Successful implementation of AI technology does not guarantee success. Around 15% of executives at low AI maturity companies identify cultural resistance as one of the top three obstacles to adopting this technology. Beyond culture, organizations also need the right skills, capacity, and structure to implement and sustain AI effectively.
This dimension of AI readiness assessment covers everything from data science and engineering talent to change management capabilities and cross-functional collaboration. It helps organizations identify skill gaps, uncover where teams get stuck, and clarify roles and training needs. As a result, they get a clear AI transformation roadmap to make sure the right people and structure are in place before rollout.
Governance and risk
Around 15% of executives in companies with high AI maturity cite governance of AI use as one of the top AI implementation barriers. Deploying AI without a governance framework is like building without permits: it might move fast early on, but the problems compound over time. The AI readiness assessment examines this dimension to outline the organization’s approach to:
- Compliance with regulations like GDPR, HIPAA, the EU AI Act, or SOC 2
- Data privacy practices for collecting, storing, accessing, and protecting sensitive data
- Model transparency practices that support explainability and auditability
- Risk identification and mitigation practices for AI systems
- AI ethics practices aimed at preventing biased or harmful outcomes at scale
A solid approach to AI governance is both a safeguard against legal liabilities and a competitive and reputational necessity.
Strategic alignment
One of the key aspects of AI readiness is aligning AI adoption with the company’s organizational structure and overall strategy. Around 37% of executives at companies with low AI maturity cite this as one of the three major barriers to successful AI implementation. To address this challenge, an AI readiness assessment examines whether AI initiatives are clearly tied to business objectives. It also evaluates leadership commitment, along with how AI efforts are prioritized and resourced.
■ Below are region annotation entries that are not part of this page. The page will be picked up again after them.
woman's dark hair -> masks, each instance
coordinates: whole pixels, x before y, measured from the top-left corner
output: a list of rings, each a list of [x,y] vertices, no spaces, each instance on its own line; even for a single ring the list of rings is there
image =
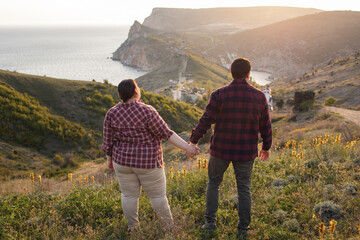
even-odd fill
[[[118,85],[118,92],[121,100],[127,102],[135,94],[135,89],[137,88],[136,82],[134,79],[125,79],[122,80]]]
[[[231,64],[231,75],[234,79],[246,78],[251,70],[251,63],[246,58],[237,58]]]

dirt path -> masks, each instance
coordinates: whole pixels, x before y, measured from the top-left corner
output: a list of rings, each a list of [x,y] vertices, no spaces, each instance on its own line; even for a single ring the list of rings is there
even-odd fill
[[[360,126],[360,111],[337,108],[337,107],[325,107],[325,111],[339,113],[347,120],[350,120]]]

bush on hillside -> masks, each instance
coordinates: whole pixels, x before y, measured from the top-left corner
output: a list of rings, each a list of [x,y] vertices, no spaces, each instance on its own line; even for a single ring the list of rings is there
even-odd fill
[[[324,105],[325,106],[331,106],[331,105],[334,105],[336,102],[337,102],[337,100],[335,98],[328,97],[328,98],[325,99]]]
[[[315,92],[298,91],[294,95],[294,110],[299,112],[307,112],[314,107]]]
[[[333,201],[320,202],[314,207],[315,214],[322,219],[339,219],[341,207]]]

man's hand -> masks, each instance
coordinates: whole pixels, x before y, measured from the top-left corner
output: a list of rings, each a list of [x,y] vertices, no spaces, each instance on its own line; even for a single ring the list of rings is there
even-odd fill
[[[270,150],[260,151],[260,161],[266,161],[270,157]]]
[[[200,153],[200,148],[193,143],[190,143],[189,147],[186,149],[186,155],[189,158],[193,158],[195,157],[195,155],[198,155],[199,153]]]
[[[107,159],[107,165],[108,165],[108,169],[109,170],[114,170],[114,166],[113,166],[113,164],[112,164],[112,158],[111,158],[111,156],[108,156],[108,155],[106,155],[106,159]]]

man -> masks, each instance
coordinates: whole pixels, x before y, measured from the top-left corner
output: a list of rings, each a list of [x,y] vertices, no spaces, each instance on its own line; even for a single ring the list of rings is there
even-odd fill
[[[250,183],[254,159],[258,156],[259,132],[263,140],[260,151],[262,161],[269,158],[272,143],[268,104],[264,94],[248,84],[250,69],[251,63],[245,58],[238,58],[231,64],[234,80],[211,94],[209,104],[190,138],[192,144],[197,144],[215,124],[210,141],[203,228],[216,230],[219,185],[232,162],[238,191],[238,230],[242,236],[247,235],[250,224]]]

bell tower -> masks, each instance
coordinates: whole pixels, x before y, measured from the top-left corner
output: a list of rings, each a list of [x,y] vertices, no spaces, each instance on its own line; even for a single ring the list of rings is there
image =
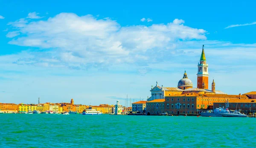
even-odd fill
[[[212,92],[215,92],[215,82],[214,82],[214,79],[212,80]]]
[[[204,55],[204,45],[203,45],[203,50],[201,54],[200,61],[198,62],[198,78],[197,78],[197,88],[208,89],[208,63],[206,63],[206,59]]]

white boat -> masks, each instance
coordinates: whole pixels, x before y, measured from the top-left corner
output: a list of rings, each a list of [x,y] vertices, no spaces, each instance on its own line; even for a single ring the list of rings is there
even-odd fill
[[[232,113],[221,114],[222,117],[247,117],[246,114],[242,114],[239,112],[235,112]]]
[[[102,114],[102,112],[97,111],[96,109],[86,109],[83,111],[82,114],[89,114],[89,115],[100,115]]]
[[[222,117],[221,114],[229,114],[230,111],[228,109],[224,109],[222,107],[216,108],[213,112],[208,111],[206,112],[201,112],[200,114],[202,117]]]
[[[70,114],[76,114],[76,112],[73,112],[72,111],[69,111],[68,113]]]
[[[49,114],[53,114],[53,112],[51,111],[49,112]]]
[[[40,112],[40,111],[38,111],[37,110],[34,110],[33,111],[33,114],[41,114],[41,112]]]
[[[63,113],[63,114],[69,114],[68,112],[65,112],[64,113]]]

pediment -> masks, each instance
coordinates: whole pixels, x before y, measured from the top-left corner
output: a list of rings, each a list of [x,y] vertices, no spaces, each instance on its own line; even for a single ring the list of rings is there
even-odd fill
[[[161,87],[158,86],[156,86],[150,90],[150,91],[162,91],[162,88]]]

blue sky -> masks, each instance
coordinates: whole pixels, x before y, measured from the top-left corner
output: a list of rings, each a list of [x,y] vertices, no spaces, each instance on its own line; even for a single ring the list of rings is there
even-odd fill
[[[0,102],[124,105],[185,70],[196,87],[203,44],[216,89],[255,90],[255,3],[0,0]]]

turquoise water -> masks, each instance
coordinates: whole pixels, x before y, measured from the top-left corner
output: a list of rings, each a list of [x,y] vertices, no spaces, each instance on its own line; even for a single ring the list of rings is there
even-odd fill
[[[0,148],[254,148],[256,118],[0,114]]]

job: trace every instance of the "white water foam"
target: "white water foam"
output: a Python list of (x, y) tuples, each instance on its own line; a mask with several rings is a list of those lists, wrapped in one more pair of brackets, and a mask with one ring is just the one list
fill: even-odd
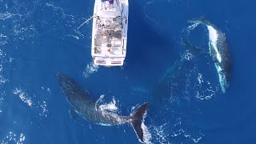
[(200, 21), (189, 21), (189, 22), (192, 23), (192, 25), (189, 26), (186, 28), (187, 34), (190, 35), (191, 30), (193, 30), (195, 27), (197, 27), (199, 24), (202, 24)]
[(0, 50), (0, 85), (1, 84), (4, 84), (6, 82), (8, 82), (9, 80), (5, 78), (3, 76), (3, 66), (2, 65), (5, 63), (6, 60), (5, 60), (5, 57), (6, 56), (6, 54), (5, 53), (3, 53), (2, 51), (2, 50)]
[(98, 65), (94, 65), (94, 62), (91, 62), (90, 64), (87, 64), (85, 70), (83, 71), (83, 76), (86, 78), (88, 78), (92, 74), (96, 73), (98, 69)]
[(4, 137), (0, 142), (2, 144), (8, 144), (8, 143), (16, 143), (16, 144), (22, 144), (25, 141), (25, 135), (21, 133), (19, 134), (14, 133), (12, 131), (9, 132), (6, 137)]
[[(218, 52), (218, 47), (217, 47), (217, 41), (218, 41), (218, 31), (211, 26), (207, 26), (207, 29), (209, 30), (209, 48), (214, 48), (214, 51), (216, 52), (217, 59), (219, 62), (222, 62), (222, 57), (221, 54)], [(210, 50), (210, 51), (212, 51)]]
[[(216, 95), (216, 92), (218, 90), (218, 86), (214, 86), (207, 80), (204, 80), (202, 74), (198, 73), (198, 87), (196, 90), (195, 97), (202, 101), (209, 100)], [(206, 87), (203, 90), (202, 87)]]
[[(145, 115), (145, 117), (146, 117), (146, 115)], [(143, 131), (143, 141), (144, 141), (144, 143), (146, 143), (146, 144), (152, 144), (152, 142), (151, 142), (152, 136), (151, 136), (151, 134), (149, 131), (149, 129), (144, 124), (144, 120), (142, 122), (141, 128), (142, 129), (142, 131)]]
[(25, 103), (26, 103), (27, 106), (29, 106), (30, 107), (32, 106), (33, 102), (31, 101), (31, 98), (28, 97), (27, 94), (23, 92), (22, 90), (16, 88), (14, 90), (13, 90), (13, 93), (14, 94), (18, 95), (18, 97), (21, 98), (21, 100), (22, 102), (24, 102)]

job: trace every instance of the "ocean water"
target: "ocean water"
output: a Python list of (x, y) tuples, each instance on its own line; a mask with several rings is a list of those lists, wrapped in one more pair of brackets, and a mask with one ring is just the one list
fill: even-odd
[[(74, 122), (59, 72), (120, 114), (150, 102), (146, 143), (256, 142), (254, 2), (130, 0), (127, 56), (117, 67), (92, 63), (94, 2), (0, 0), (1, 143), (139, 143), (129, 124)], [(207, 31), (188, 22), (202, 16), (230, 49), (225, 94), (209, 54), (181, 42), (208, 50)]]

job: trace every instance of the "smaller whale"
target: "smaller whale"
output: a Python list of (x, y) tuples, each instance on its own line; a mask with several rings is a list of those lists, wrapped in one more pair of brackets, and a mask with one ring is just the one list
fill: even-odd
[(222, 91), (226, 93), (230, 81), (231, 54), (225, 34), (206, 18), (189, 22), (202, 24), (206, 27), (209, 34), (209, 53), (218, 71)]
[(90, 94), (84, 90), (70, 77), (64, 74), (58, 74), (58, 78), (59, 86), (70, 104), (71, 117), (78, 114), (84, 119), (102, 126), (130, 123), (138, 140), (142, 143), (144, 142), (145, 134), (142, 128), (142, 123), (149, 108), (149, 103), (139, 106), (129, 116), (118, 115), (113, 111), (100, 109), (98, 101), (95, 101), (90, 97)]

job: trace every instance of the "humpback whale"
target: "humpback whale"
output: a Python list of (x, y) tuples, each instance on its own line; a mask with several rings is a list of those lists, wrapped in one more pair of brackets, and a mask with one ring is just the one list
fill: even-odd
[(58, 83), (64, 91), (66, 98), (71, 106), (70, 114), (78, 114), (87, 121), (102, 126), (122, 125), (130, 123), (138, 140), (144, 142), (144, 134), (142, 122), (146, 117), (149, 103), (139, 106), (129, 116), (122, 116), (118, 114), (102, 110), (99, 108), (98, 101), (95, 101), (90, 94), (83, 90), (70, 77), (64, 74), (58, 74)]
[(225, 34), (206, 18), (189, 22), (197, 25), (202, 24), (206, 27), (209, 34), (209, 53), (218, 71), (222, 91), (226, 93), (230, 80), (231, 56)]

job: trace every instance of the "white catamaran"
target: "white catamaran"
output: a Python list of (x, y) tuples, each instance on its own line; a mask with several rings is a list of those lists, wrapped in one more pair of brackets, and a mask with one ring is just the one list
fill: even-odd
[(127, 30), (128, 0), (95, 0), (91, 45), (95, 65), (123, 65)]

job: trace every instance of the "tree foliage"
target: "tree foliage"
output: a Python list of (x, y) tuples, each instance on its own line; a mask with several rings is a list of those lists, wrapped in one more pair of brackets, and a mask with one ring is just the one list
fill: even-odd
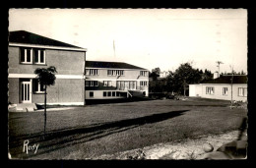
[(54, 66), (34, 70), (34, 74), (37, 75), (40, 84), (43, 85), (53, 85), (55, 84), (55, 73), (57, 73), (57, 70)]
[(48, 68), (37, 68), (33, 72), (38, 77), (40, 84), (43, 84), (44, 87), (44, 136), (46, 131), (46, 94), (47, 94), (47, 85), (53, 85), (55, 84), (55, 73), (57, 70), (54, 66)]

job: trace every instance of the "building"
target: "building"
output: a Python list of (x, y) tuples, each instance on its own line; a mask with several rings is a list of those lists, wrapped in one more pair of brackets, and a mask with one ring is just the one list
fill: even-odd
[(149, 71), (122, 62), (86, 62), (86, 99), (149, 95)]
[(166, 78), (169, 75), (169, 72), (163, 71), (160, 73), (160, 79)]
[(87, 49), (19, 30), (9, 33), (9, 102), (44, 102), (44, 91), (33, 74), (36, 68), (54, 66), (55, 84), (47, 87), (47, 104), (85, 104)]
[(204, 84), (189, 84), (189, 96), (247, 101), (247, 76), (221, 76)]

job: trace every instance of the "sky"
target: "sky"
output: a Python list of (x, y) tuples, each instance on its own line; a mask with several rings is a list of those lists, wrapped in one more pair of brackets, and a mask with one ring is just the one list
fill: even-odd
[(13, 30), (87, 48), (90, 61), (247, 72), (246, 9), (10, 9)]

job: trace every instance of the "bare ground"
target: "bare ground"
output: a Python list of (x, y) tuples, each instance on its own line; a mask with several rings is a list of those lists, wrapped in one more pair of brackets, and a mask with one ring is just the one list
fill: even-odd
[(206, 152), (203, 144), (211, 143), (216, 151), (223, 144), (237, 140), (238, 131), (223, 133), (220, 135), (205, 135), (194, 139), (187, 139), (181, 141), (173, 141), (167, 143), (158, 143), (144, 148), (137, 148), (114, 154), (104, 154), (96, 158), (87, 159), (102, 159), (102, 160), (142, 160), (142, 159), (160, 159), (160, 160), (196, 160)]

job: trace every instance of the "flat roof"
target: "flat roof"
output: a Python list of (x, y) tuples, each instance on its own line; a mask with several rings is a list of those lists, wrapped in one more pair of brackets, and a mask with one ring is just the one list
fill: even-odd
[(62, 41), (51, 39), (42, 35), (38, 35), (26, 30), (17, 30), (9, 32), (9, 42), (22, 43), (22, 44), (33, 44), (33, 45), (46, 45), (57, 47), (71, 47), (77, 49), (85, 49), (72, 44), (68, 44)]
[(109, 69), (138, 69), (145, 70), (147, 69), (137, 67), (131, 64), (124, 62), (106, 62), (106, 61), (86, 61), (86, 67), (90, 68), (109, 68)]

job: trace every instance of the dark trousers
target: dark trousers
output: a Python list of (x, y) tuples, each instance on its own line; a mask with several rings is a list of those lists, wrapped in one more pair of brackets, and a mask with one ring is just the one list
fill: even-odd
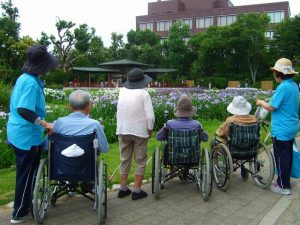
[(32, 146), (29, 151), (13, 146), (16, 155), (16, 189), (13, 217), (23, 217), (29, 212), (31, 201), (31, 186), (34, 171), (39, 166), (40, 151)]
[(279, 141), (276, 138), (272, 138), (272, 141), (278, 174), (277, 183), (281, 188), (290, 189), (294, 139), (289, 141)]

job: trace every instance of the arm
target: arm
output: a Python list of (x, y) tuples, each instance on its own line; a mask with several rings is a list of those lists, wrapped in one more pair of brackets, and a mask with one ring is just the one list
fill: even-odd
[(99, 143), (99, 151), (100, 152), (107, 152), (108, 151), (108, 142), (106, 139), (106, 136), (104, 134), (103, 128), (100, 123), (97, 124), (96, 127), (97, 137), (98, 137), (98, 143)]
[(24, 91), (22, 92), (22, 96), (17, 106), (17, 112), (23, 119), (35, 125), (41, 125), (48, 131), (48, 133), (51, 134), (53, 132), (52, 124), (42, 120), (35, 113), (37, 95), (38, 90), (34, 85), (25, 85)]
[(268, 110), (269, 112), (272, 112), (275, 110), (275, 108), (273, 106), (271, 106), (269, 103), (262, 101), (262, 100), (257, 100), (256, 101), (256, 105), (257, 106), (262, 106), (264, 107), (266, 110)]

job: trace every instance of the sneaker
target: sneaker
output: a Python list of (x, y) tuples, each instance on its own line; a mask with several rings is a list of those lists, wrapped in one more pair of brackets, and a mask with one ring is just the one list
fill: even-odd
[(272, 185), (271, 186), (271, 191), (273, 191), (275, 193), (282, 194), (282, 195), (290, 195), (291, 194), (291, 190), (290, 189), (281, 188), (281, 187), (279, 187), (278, 184)]
[(146, 198), (148, 196), (147, 192), (141, 190), (140, 192), (132, 192), (132, 200), (138, 200), (140, 198)]
[(32, 217), (28, 214), (27, 216), (22, 216), (22, 217), (17, 217), (17, 216), (14, 216), (10, 219), (10, 222), (12, 224), (17, 224), (17, 223), (24, 223), (28, 220), (30, 220)]
[(127, 188), (126, 191), (119, 190), (118, 198), (124, 198), (125, 196), (130, 195), (130, 194), (131, 194), (131, 190), (129, 188)]

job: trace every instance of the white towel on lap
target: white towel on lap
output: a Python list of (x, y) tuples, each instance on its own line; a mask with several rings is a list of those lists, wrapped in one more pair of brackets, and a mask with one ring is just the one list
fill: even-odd
[(84, 150), (80, 148), (78, 145), (73, 144), (68, 148), (64, 149), (60, 154), (66, 157), (78, 157), (84, 154)]

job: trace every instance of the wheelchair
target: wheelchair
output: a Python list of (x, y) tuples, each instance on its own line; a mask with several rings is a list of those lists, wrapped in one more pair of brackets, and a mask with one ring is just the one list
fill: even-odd
[(241, 125), (234, 122), (229, 128), (227, 143), (221, 138), (212, 144), (212, 171), (216, 186), (227, 190), (234, 171), (240, 168), (243, 180), (251, 174), (255, 185), (267, 188), (274, 178), (274, 157), (260, 141), (260, 122)]
[(200, 149), (202, 130), (174, 130), (164, 128), (165, 140), (152, 155), (152, 194), (160, 196), (164, 183), (176, 176), (196, 183), (207, 201), (212, 191), (210, 157), (207, 149)]
[[(84, 154), (78, 157), (61, 154), (73, 144), (83, 149)], [(37, 223), (44, 222), (49, 205), (55, 206), (57, 199), (70, 191), (94, 201), (97, 222), (104, 222), (107, 216), (107, 168), (102, 159), (97, 162), (97, 148), (96, 132), (80, 136), (56, 133), (49, 136), (48, 156), (41, 160), (32, 181), (31, 213)], [(90, 188), (83, 190), (83, 184), (90, 184)]]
A critical factor here is treating AI as a strategic initiative embedded across the organization rather than as a standalone IT project. Otherwise, it becomes much harder to generate long-term value from AI adoption. A well-organized project discovery phase can help here. It provides the company with a clear understanding of where AI can create real business value and how to align it with strategic priorities.
Agentic AI vs. Generative AI readiness
Readiness requirements can vary significantly depending on the type of AI you’re adopting.
Generative AI is the most widely applied type of AI, with 90% of companies across industries already using it. Its major capability is creating new content, such as tasks, images, or videos, as well as summarizing information. The adoption of generative AI requires robust data governance and a clear use-case definition.
Agentic AI is a more advanced type of artificial intelligence system built around autonomous or semi-autonomous agents that can plan and carry out multi-step tasks. It can handle sequences of actions, proactively make decisions, and sometimes operate with limited human input. In fact, such solutions can outperform traditional generative AI by 34% in task completion time.
However, this productivity and autonomy come with tradeoffs. Agentic AI adoption is typically more challenging and comes with stricter requirements. It needs clear process documentation, strong oversight, and a solid risk management framework. Transparency is also important so teams can understand how and why the system reached a particular decision.
Overall, understanding which type of AI system you’re building shapes every other dimension of your readiness assessment.